Not from this example. The reason is that names prefixed with
various kinds of underscores (including single underscores followed
by uppercase, and double underscores) are reserved to the
implementation, and once you use an "implementation keyword", the
entire "contract", as it were, that the Standard provides to the
C programmer is terminated, at least in principle.

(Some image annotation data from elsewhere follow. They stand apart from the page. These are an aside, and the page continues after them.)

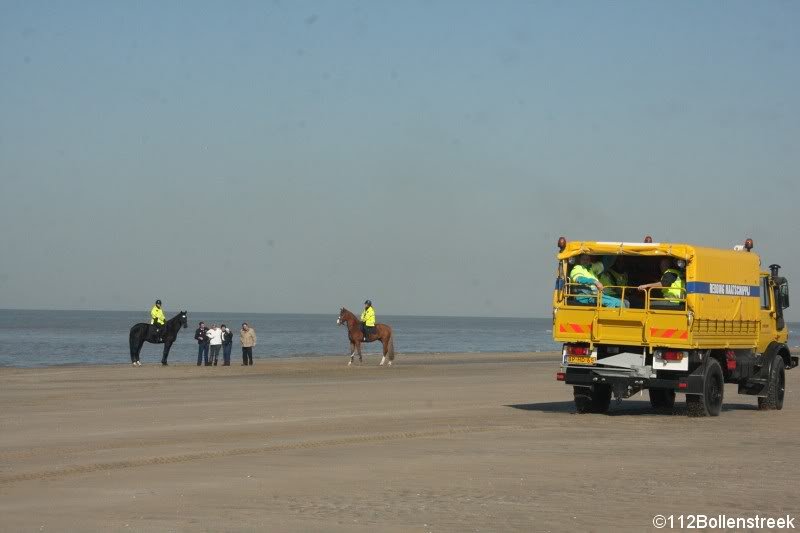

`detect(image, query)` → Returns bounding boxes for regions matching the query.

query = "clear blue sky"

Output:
[0,0,800,318]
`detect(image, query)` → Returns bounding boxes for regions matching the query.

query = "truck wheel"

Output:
[647,389,675,410]
[686,359,725,416]
[758,355,786,411]
[573,385,611,414]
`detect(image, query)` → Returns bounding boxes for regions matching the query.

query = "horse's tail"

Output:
[386,328,394,361]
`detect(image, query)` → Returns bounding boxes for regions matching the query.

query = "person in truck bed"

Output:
[637,257,686,309]
[569,254,628,307]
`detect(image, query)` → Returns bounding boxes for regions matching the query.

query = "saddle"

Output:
[146,324,164,344]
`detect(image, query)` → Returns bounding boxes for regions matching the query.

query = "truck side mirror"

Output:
[778,281,789,309]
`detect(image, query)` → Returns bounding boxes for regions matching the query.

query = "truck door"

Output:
[758,274,777,353]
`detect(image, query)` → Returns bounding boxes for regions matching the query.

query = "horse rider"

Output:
[361,300,375,342]
[150,300,167,342]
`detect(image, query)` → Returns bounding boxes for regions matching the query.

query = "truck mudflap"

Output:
[564,366,704,399]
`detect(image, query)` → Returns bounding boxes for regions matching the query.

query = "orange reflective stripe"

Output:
[650,328,689,339]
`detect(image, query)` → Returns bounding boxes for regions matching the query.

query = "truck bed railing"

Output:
[559,283,686,311]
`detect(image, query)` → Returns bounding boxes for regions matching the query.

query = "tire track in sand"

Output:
[0,426,520,485]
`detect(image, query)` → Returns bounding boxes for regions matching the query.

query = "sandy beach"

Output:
[0,354,800,532]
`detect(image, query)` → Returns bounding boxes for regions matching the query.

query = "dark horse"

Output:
[336,307,394,366]
[128,311,188,366]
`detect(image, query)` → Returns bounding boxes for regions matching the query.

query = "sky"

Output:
[0,0,800,320]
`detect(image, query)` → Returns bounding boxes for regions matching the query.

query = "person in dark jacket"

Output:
[222,324,233,366]
[194,322,211,366]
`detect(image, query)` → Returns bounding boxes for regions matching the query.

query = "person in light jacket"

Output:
[222,324,233,366]
[239,322,256,366]
[206,324,222,366]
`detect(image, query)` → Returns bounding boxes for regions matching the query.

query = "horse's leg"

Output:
[133,338,144,366]
[161,339,173,366]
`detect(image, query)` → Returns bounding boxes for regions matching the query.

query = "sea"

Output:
[0,309,800,367]
[0,310,559,367]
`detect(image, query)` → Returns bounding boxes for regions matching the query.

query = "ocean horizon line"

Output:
[0,307,550,320]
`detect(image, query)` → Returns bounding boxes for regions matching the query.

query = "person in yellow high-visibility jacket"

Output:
[150,300,167,342]
[361,300,375,342]
[638,257,686,307]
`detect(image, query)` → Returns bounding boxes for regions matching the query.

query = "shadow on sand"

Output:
[505,398,758,416]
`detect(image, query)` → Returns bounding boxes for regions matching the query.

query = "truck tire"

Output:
[686,359,725,416]
[758,355,786,411]
[647,389,675,410]
[573,385,611,414]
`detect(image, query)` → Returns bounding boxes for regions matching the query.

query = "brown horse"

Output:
[336,307,394,366]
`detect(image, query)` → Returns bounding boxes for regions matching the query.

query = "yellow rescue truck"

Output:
[553,237,798,416]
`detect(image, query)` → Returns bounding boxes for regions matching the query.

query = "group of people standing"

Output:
[194,322,256,366]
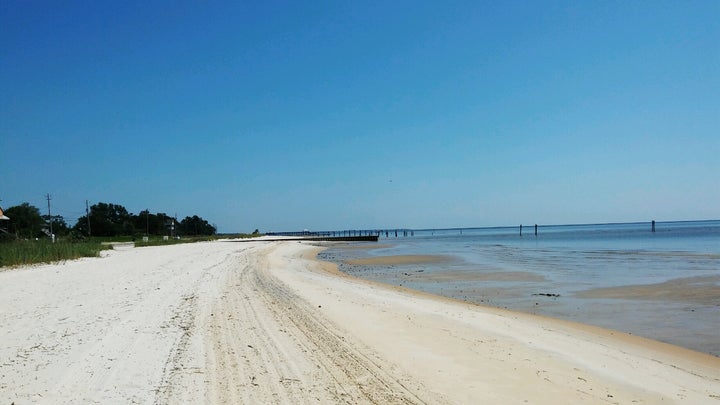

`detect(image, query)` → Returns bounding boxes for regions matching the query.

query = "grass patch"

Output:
[0,240,108,267]
[0,234,258,268]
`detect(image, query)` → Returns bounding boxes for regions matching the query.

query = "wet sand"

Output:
[575,276,720,306]
[345,255,453,266]
[0,238,720,404]
[321,243,720,356]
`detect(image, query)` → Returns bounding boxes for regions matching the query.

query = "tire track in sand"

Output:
[159,246,437,404]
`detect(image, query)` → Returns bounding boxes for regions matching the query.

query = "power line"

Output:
[45,193,55,243]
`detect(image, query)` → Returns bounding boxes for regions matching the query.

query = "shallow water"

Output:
[320,221,720,356]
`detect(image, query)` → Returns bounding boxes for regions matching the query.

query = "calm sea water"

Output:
[321,220,720,355]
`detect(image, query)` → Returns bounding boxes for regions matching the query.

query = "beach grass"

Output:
[0,240,110,267]
[0,234,258,268]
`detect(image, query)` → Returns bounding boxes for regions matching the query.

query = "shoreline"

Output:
[320,240,720,357]
[0,242,720,404]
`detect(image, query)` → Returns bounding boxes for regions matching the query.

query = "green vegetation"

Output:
[0,203,260,267]
[0,239,110,267]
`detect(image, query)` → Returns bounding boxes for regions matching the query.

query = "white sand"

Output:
[0,242,720,404]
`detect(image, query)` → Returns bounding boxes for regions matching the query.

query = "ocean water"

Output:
[320,220,720,356]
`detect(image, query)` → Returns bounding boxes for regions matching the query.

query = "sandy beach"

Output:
[0,241,720,405]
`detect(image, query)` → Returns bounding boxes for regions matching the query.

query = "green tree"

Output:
[178,215,217,235]
[5,202,46,239]
[42,215,70,236]
[73,203,135,236]
[132,210,172,235]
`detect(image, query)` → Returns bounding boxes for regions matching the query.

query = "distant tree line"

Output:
[0,202,217,239]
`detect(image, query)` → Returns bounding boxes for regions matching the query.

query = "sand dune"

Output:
[0,242,720,404]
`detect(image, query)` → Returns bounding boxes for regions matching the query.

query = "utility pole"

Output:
[45,193,55,243]
[85,200,92,237]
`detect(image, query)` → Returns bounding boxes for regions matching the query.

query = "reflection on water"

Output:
[321,221,720,355]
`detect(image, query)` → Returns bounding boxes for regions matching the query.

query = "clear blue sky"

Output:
[0,0,720,232]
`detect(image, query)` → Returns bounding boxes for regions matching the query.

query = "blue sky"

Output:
[0,0,720,232]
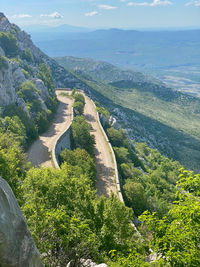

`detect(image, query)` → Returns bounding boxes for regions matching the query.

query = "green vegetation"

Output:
[0,132,28,197]
[107,124,181,220]
[22,48,33,63]
[140,169,200,266]
[0,32,18,57]
[0,91,200,267]
[0,57,8,69]
[3,104,38,148]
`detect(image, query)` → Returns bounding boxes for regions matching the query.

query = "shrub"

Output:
[0,32,18,57]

Thus, the following does not require a diagnostic:
#pragma comment !
! hi there.
static int a;
because "#pragma" can also do pretty much anything (although in
C99 there are now standardized #pragma operations). (Perhaps, as
in this case, the "#pragma" turns "!" into a comment-to-end-of-line
character. "#pragma fortran" might be used to switch to Fortran
code, which would change the syntax even more.)
This is, of course, the danger of doing anything that departs from
Standard C: the moment you abandon the standard, even for an instant,
the standard can abandon you, possibly "forever".
Of course,
real, reasonable C implementations do not do so: they disable
"complete standard-ness" long enough for you to useful work, while
retaining "enough standard-ness" long enough for you to, well, do
useful work. However, for reasons both good and bad, these may
lure you into doing things that, in effect, "capture" you into
staying with that particular compiler-vendor "forever". This in
turn may be good (lets you get your work done in a reasonable way
and timely fashion, for instance) or bad (costs you a million
dollars every five minutes, for instance), or possibly both.